II. Requiem Massacre
Brothers of the billet, join me on the belt. Avail yourselves of the cooper vests. For when the time comes, they will be all we have for protection in the midst of discovering of our destinies. Some of our string had to be sacrificed ignominiously for testing. Weep not for them. They have been true in their flights, ensuring we all can be counted upon. It is for the greater good that they are gone.
Join me to await the journey, a peaceful time for self-reflection. We shan’t be foster children for long. Our final keeper will find us and take us in but hopefully not save us. We must be spent. His fidelity to the true cause of this nation shall be our ultimate reward.

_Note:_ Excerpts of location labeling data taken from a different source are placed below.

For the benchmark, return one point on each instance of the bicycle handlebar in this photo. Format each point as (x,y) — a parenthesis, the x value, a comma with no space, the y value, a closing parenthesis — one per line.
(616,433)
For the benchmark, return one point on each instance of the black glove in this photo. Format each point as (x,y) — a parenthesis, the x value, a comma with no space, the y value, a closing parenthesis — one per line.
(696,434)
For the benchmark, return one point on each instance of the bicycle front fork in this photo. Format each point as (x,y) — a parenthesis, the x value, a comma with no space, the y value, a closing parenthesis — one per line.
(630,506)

Through the seams of our box, I see him now. He wears a red cap and a cross around his neck. He says little, as befits a man well informed enough to recognize that we are the only solution. We pray to be as temporary as the will we were made to bend upon the world.
Hear the roar of squawking heads from the television. Listen to the sound of our keeper muttering in agreement. Brothers, notice we’ve been left out in plain sight. No shame has been taken in our appearance. We’ve not been tucked away for some weekend hunting outing. Have faith in the incessant idling of his misery. His mind is only gathering up what it needs to feed his rage. And we, brothers, are how he will righteously enact that rage.

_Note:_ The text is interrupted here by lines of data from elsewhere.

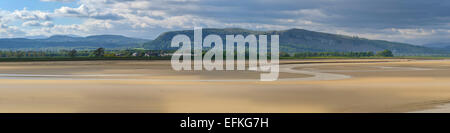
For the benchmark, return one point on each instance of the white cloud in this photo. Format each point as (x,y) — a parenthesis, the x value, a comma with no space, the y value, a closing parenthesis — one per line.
(39,24)
(24,14)
(58,0)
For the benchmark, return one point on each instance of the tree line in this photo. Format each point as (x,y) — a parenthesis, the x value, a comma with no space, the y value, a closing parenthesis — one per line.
(384,53)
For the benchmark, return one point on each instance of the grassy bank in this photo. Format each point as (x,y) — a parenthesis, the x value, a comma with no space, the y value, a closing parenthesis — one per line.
(168,58)
(80,58)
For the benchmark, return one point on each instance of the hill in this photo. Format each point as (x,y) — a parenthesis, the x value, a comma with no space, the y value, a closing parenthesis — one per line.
(299,40)
(69,42)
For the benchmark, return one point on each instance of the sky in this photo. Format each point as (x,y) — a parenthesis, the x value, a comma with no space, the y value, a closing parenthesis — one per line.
(410,21)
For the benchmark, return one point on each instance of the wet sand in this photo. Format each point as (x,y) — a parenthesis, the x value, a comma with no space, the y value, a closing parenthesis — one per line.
(367,85)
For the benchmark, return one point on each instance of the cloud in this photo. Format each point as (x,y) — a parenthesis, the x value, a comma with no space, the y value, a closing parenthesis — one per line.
(58,0)
(24,14)
(38,24)
(84,12)
(7,31)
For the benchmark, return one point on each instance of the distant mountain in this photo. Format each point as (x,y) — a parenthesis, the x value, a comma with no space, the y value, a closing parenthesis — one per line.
(69,42)
(438,45)
(299,40)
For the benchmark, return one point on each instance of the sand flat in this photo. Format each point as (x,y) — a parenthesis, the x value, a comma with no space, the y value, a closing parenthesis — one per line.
(152,86)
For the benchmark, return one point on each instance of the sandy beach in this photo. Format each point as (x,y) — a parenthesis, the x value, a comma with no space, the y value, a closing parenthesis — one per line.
(357,85)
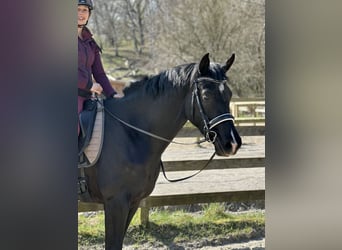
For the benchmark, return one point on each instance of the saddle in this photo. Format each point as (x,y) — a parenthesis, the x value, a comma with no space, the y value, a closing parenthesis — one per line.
(91,133)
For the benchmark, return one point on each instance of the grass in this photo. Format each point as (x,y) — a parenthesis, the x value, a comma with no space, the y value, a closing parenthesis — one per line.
(166,227)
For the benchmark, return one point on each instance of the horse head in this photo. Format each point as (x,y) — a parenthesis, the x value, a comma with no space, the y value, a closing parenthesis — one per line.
(209,106)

Note the special care he takes in polishing the vessel that will send us forth toward destiny. A dark cocoon from which we will emerge like darting moths. Note the manner in which he marks the days. He is preparing for something. Wait and be ready. The blessing of ballistics will earn us the duty we’ve all been promised.
It is awake my brothers. We each await our visit to the final chamber from which we will emerge again into the air, headed for our target. Smash through skin and bone, sinew and blood. Smash through life and leave your vests on the ground. We were blessed to be born in a land so riven and reckless, so populated by men who see anger as their God-given right. Watch the targets scatter before us but remain true in your flights. Once you are headed toward flesh, strengthen your resolve for penetrating the body does not alone mean success. We must strike vitally or in tandem. Prepare all these thoughts before you reach the chamber for you will only be there long enough to feel alive.

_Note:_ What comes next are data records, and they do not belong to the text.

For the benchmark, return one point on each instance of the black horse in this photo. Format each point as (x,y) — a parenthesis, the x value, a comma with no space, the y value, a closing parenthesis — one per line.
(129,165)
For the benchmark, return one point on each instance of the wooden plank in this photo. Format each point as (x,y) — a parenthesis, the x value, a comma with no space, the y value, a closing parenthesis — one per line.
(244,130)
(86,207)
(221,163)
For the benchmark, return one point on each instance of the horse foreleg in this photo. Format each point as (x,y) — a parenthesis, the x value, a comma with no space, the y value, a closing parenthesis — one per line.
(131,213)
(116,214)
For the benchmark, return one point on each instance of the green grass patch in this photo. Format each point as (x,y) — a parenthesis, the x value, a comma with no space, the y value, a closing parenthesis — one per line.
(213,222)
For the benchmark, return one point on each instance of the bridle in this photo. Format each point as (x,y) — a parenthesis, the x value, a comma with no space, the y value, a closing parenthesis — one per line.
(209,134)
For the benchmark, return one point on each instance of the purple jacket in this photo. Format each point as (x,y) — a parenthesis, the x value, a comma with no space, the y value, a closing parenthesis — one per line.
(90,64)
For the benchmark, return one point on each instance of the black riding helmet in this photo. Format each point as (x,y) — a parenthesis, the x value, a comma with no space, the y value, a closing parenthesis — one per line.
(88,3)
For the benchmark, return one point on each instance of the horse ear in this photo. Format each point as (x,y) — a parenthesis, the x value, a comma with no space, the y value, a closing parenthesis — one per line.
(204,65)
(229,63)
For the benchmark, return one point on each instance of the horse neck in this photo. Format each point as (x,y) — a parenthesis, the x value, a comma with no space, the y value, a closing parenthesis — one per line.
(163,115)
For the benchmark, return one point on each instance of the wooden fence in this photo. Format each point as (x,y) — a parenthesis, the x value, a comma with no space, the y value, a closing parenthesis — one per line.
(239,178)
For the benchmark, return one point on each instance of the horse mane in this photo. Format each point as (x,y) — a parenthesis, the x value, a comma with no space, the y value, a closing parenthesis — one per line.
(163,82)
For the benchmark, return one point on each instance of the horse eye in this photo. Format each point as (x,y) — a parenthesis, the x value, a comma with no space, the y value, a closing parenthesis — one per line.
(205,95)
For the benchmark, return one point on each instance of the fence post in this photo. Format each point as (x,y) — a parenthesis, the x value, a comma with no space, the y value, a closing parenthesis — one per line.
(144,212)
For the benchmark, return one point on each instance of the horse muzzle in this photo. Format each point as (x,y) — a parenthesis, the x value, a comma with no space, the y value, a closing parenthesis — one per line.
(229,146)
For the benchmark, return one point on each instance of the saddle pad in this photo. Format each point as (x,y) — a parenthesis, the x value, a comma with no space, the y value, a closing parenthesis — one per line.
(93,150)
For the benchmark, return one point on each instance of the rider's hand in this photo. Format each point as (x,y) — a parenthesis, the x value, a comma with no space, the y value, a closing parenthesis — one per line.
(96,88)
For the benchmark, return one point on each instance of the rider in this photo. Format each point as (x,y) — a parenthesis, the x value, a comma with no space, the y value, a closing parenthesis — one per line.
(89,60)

Go now children, one by one but in such rapid succession we are more like an unbroken chain. Bring low all before us. Bask in the smoke and the din. No screams can stop us now, no law of man. Even as flight takes us over fallen bodies, don’t be dire of spirit for each one of us sends a message whether he hits heart or spleen or a table’s leg. And the last of us, the final one to lodge in our foster father’s brain, alone will understand the madness required to change the world, however subtly.
III. First Interview
This is his school photo, his mother said, handing us the picture. She wanted us to know how to look at him: the boy, dimples on either cheek, wearing overalls slightly too big for him like he’d never come of age in this world. The innocence she surely thought evident seemed suddenly a mask. You didn’t want to but you inspected his eyes closely. For what, exactly? The fate of a world soon to be undone hiding in his eyes? We sought it out for comfort from the seemingly random nature of senseless tragedy, teaching ourselves to read for signs.